Andreas Leitgeb <
a...@logic.at> writes:
> Not an XML expert, either.
> Something *else* still looks strange:
>
> set orig {<a><b>1</b><![CDATA[test of & <bad> format]]><c>12</c></a>}
>
> set d1 [dom parse $orig]
> set d1X [$d1 asXML]
>
> set d2 [dom parse $d1X]
> set d2X [$d2 asXML]
>
> string equal $d1X $d2X ;# --> 0
>
> So, they're apparently not "equivalent". [...]
>
> [...] The parse&asXML transormation obviously isn't "idempotent"
Please try:
set orig {<a><b>1</b><![CDATA[test of & <bad> format]]><c>12</c></a>}
set d1 [dom parse -keepEmpties $orig]
set d1X [$d1 asXML -indent none]
set d2 [dom parse -keepEmpties $d1X]
set d2X [$d2 asXML -indent none]
string equal $d1X $d2X ;# --> 1
So, if you want "idempotency", just ask for. (The -keepEmpties flag
isn't needed in this example but it is in general for this.)
The default for [dom parse ...] is to throw away any white space only
text node.
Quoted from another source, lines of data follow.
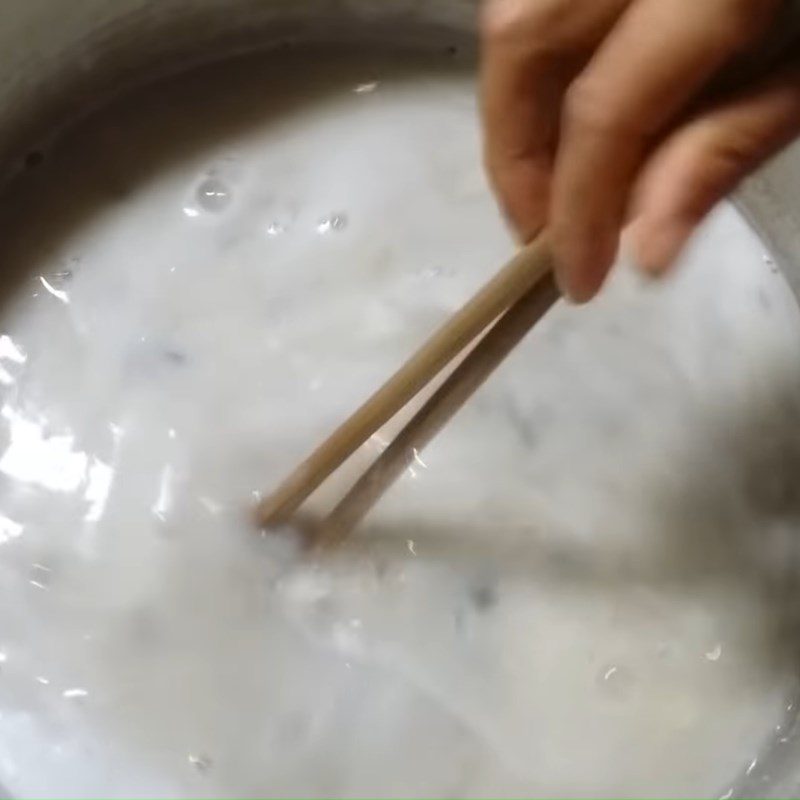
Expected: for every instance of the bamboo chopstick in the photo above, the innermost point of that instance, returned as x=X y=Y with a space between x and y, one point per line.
x=523 y=271
x=487 y=355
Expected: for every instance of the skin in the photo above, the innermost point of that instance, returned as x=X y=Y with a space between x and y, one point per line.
x=594 y=119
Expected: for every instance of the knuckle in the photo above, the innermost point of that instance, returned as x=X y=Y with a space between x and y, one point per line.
x=588 y=107
x=505 y=21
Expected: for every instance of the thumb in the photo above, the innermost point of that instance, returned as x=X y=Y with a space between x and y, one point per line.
x=701 y=162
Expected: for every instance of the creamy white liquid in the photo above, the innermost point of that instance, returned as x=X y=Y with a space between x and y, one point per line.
x=581 y=588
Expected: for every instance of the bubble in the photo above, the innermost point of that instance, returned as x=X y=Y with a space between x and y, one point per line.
x=200 y=761
x=616 y=681
x=213 y=195
x=40 y=576
x=366 y=88
x=715 y=653
x=335 y=222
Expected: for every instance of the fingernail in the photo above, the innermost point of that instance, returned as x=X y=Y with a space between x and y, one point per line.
x=582 y=267
x=657 y=245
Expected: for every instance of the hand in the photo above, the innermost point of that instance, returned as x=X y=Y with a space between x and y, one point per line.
x=593 y=117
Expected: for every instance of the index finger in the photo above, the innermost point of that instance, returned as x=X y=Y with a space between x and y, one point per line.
x=661 y=53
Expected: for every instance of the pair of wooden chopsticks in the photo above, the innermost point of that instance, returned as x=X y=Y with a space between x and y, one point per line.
x=511 y=303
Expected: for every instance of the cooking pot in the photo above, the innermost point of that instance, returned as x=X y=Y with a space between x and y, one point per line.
x=58 y=60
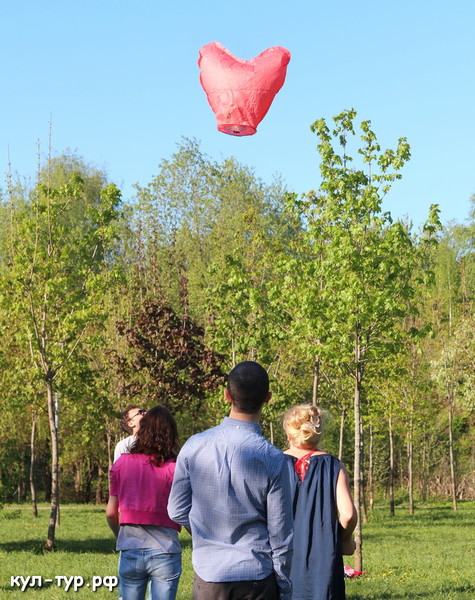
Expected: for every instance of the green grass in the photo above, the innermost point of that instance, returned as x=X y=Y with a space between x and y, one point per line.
x=429 y=556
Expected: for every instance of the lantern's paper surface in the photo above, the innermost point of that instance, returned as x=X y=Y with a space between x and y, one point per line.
x=240 y=91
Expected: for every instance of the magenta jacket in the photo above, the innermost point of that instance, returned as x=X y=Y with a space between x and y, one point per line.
x=142 y=490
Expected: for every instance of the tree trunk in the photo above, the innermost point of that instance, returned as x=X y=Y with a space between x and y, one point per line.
x=100 y=478
x=371 y=468
x=410 y=471
x=357 y=463
x=316 y=380
x=34 y=507
x=391 y=467
x=342 y=431
x=54 y=465
x=451 y=454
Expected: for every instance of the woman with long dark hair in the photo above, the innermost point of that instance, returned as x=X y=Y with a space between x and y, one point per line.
x=140 y=484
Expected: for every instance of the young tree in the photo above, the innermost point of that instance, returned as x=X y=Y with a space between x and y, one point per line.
x=353 y=275
x=59 y=242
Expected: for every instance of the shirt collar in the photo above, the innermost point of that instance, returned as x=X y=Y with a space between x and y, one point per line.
x=230 y=423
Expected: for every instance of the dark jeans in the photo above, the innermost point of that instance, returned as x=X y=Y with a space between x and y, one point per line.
x=262 y=589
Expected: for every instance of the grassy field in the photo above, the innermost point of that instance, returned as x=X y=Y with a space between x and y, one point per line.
x=430 y=556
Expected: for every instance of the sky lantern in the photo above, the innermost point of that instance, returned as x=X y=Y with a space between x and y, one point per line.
x=240 y=91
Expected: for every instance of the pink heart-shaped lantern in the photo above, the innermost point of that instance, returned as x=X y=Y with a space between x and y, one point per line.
x=239 y=91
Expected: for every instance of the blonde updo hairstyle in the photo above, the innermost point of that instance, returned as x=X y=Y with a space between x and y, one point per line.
x=303 y=425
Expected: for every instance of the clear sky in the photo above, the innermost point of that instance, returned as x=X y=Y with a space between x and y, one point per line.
x=119 y=81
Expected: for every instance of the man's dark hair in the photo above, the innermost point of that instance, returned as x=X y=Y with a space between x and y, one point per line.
x=248 y=385
x=124 y=418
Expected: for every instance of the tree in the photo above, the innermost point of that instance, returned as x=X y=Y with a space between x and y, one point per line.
x=167 y=361
x=352 y=272
x=59 y=239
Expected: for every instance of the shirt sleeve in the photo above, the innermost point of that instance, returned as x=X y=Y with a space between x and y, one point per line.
x=114 y=480
x=280 y=527
x=179 y=502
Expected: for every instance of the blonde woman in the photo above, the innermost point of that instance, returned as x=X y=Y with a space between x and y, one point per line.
x=324 y=513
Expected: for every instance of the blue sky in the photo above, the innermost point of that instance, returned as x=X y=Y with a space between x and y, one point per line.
x=120 y=83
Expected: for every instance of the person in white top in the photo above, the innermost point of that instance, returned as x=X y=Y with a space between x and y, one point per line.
x=130 y=421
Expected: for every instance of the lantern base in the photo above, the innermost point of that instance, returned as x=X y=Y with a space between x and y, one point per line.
x=238 y=130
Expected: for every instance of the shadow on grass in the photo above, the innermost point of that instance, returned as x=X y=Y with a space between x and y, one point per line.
x=92 y=546
x=391 y=595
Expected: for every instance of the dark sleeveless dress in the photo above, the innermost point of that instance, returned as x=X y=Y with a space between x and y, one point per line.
x=317 y=563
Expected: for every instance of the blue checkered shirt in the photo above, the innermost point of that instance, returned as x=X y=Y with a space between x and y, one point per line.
x=232 y=489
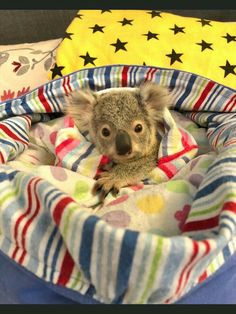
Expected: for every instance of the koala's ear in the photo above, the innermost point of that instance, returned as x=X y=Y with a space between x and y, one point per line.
x=156 y=98
x=79 y=105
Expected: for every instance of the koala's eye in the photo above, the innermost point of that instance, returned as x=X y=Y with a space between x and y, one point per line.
x=138 y=128
x=106 y=132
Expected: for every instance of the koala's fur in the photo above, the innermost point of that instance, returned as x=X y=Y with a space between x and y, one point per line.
x=120 y=112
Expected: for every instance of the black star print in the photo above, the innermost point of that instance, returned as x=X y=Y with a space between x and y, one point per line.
x=205 y=45
x=68 y=35
x=229 y=38
x=204 y=22
x=88 y=59
x=79 y=16
x=177 y=29
x=155 y=13
x=126 y=22
x=228 y=68
x=174 y=57
x=151 y=35
x=103 y=11
x=56 y=70
x=120 y=45
x=97 y=28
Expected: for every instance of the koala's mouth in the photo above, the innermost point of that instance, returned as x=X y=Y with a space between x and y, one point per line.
x=129 y=156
With -keepEmpties this white space is kept as TEXT_NODE.
The default for [$doc asXML] is to generate some "pretty printed"
serialization. With -indent none (or -indent no, same result) no white
space whatsoever will be added in between the string representations of
the nodes of the DOM tree.
Both defaults are of course not the right thing if you look at them from
an XML zealot viewpoint. If you need full strictness in this detail
you have the options.
(Well, if you do xslt transformations it is recommended to parse both
source and stylesheet with -keepEmpties if you don't know for sure that
you don't need.)
This defaults show bias for "XML as a data format" (versus "XML as a document
format") and this was it where tDOM came from.
> PS:
>>> % package require tdom
>>> 0.8.3
> ditto here.
This doesn't matter. It's this way since more than 15 years.
The zealots have an argument to claim that defaults are the wrong way
around. (What this argument is? "The principle of least surprise". If
you know your recommendations then you expect to get even the white
space in your XML data as text nodes. And if you do XSLT in any case.)
To turn around this defaults isn't an option (would introduce data
driven bugs in a lot of code). I could add a global flag to switch the
defaults for the one that prefer that. But isn't that mostly
bikeshedding?